Langkah perusahaan dari pengecer ke konsumen langsung tidak seberhasil yang diharapkan, dan keyakinan goyah terhadap tim kepemimpinan eksekutif baru. “Masuk akal untuk mempekerjakan seseorang dengan pengalaman penjualan digital jika Anda ingin menjual secara online,” kata Swartz. Sebelumnya, Donahoe adalah presiden dan CEO ServiceNow dan eBay, dan masih menjabat sebagai ketua dewan di PayPal. “Namun, [Donahoe] bukan pecinta sepatu.” Seolah itu belum cukup, tim kreatif di balik beberapa iklan paling sukses Nike selama 20 tahun terakhir telah diam-diam meninggalkan agensi untuk bekerja pada proyek-proyek kecil.
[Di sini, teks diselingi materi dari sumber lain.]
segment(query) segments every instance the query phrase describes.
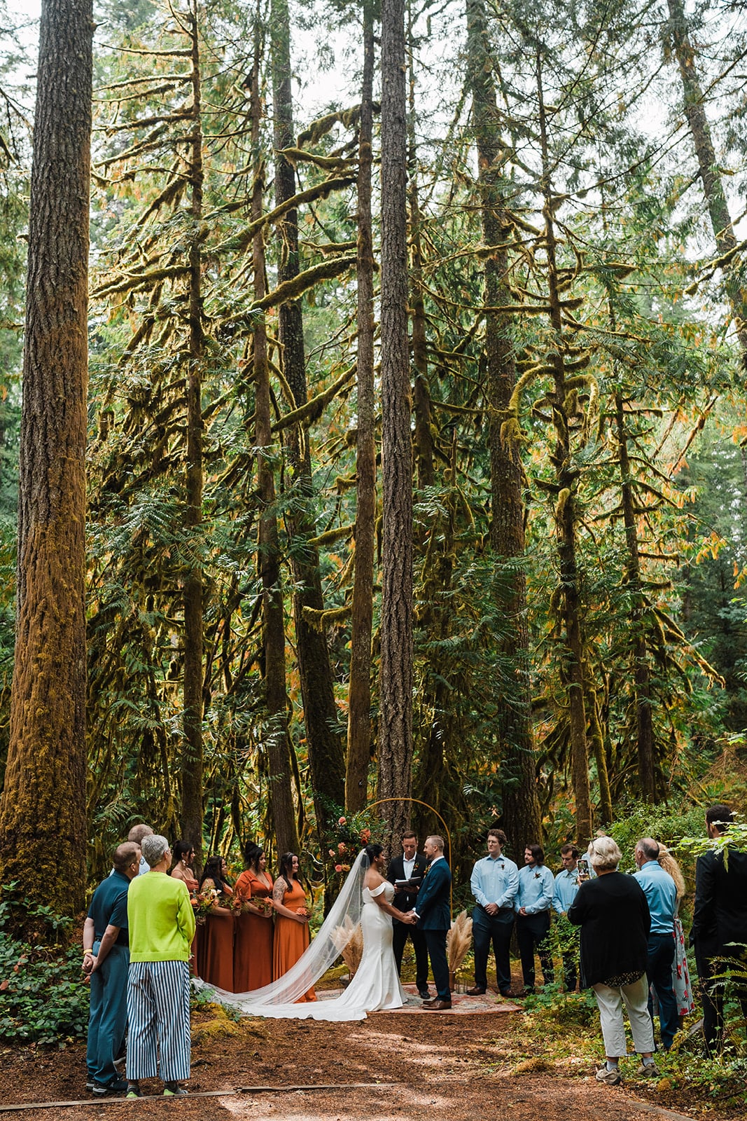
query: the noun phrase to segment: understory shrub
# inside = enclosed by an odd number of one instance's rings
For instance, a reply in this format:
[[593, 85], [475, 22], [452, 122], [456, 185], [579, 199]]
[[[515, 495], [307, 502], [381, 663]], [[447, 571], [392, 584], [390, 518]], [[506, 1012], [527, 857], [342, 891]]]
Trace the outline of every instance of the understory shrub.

Namun, bukan berita buruk semata bagi Nike. Jauh dari itu. Setiap atlet yang disponsori oleh Nike dalam Olimpiade mendatang bisa kalah; setiap sepatu yang diluncurkan perusahaan dalam beberapa bulan mendatang bisa gagal. Namun, produk perusahaan tetap yang terbaik di kelasnya, dan telah begitu lama. Atlet terbaik di dunia memakai Nike. Hanya butuh waktu sebelum pesaing bisa melengkapi pelari sekelas Kipchoge. Bahkan Caitlin Clark memakai Nike ketika ia memecahkan rekor menembak NCAA. Tidak buruk untuk perusahaan berusia 60 tahun—bahkan yang jelas memiliki beberapa masalah yang harus diatasi.
“Perusahaan ini masih memiliki anggaran pemasaran terbesar, atlet premier,” kata Swartz. “Saya pikir akan pulih. [Kejuaraan Sepak Bola Eropa UEFA] dan Olimpiade adalah kesempatan pemasaran yang sangat baik. [Tapi] prospeknya hanya samar untuk seluruh industri saat ini.”
Tidak semua dari kita memerlukan prototipe yang didesain oleh AI dengan klip TPU untuk tumit, tetapi kebanyakan dari kita bisa menggunakan pelatih sehari-hari yang ringan dan nyaman. Beberapa dari kita (saya) juga sangat tertarik pada sepatu skate. Dalam beberapa bulan mendatang, kita akan melihat apakah sisa dunia juga tertarik.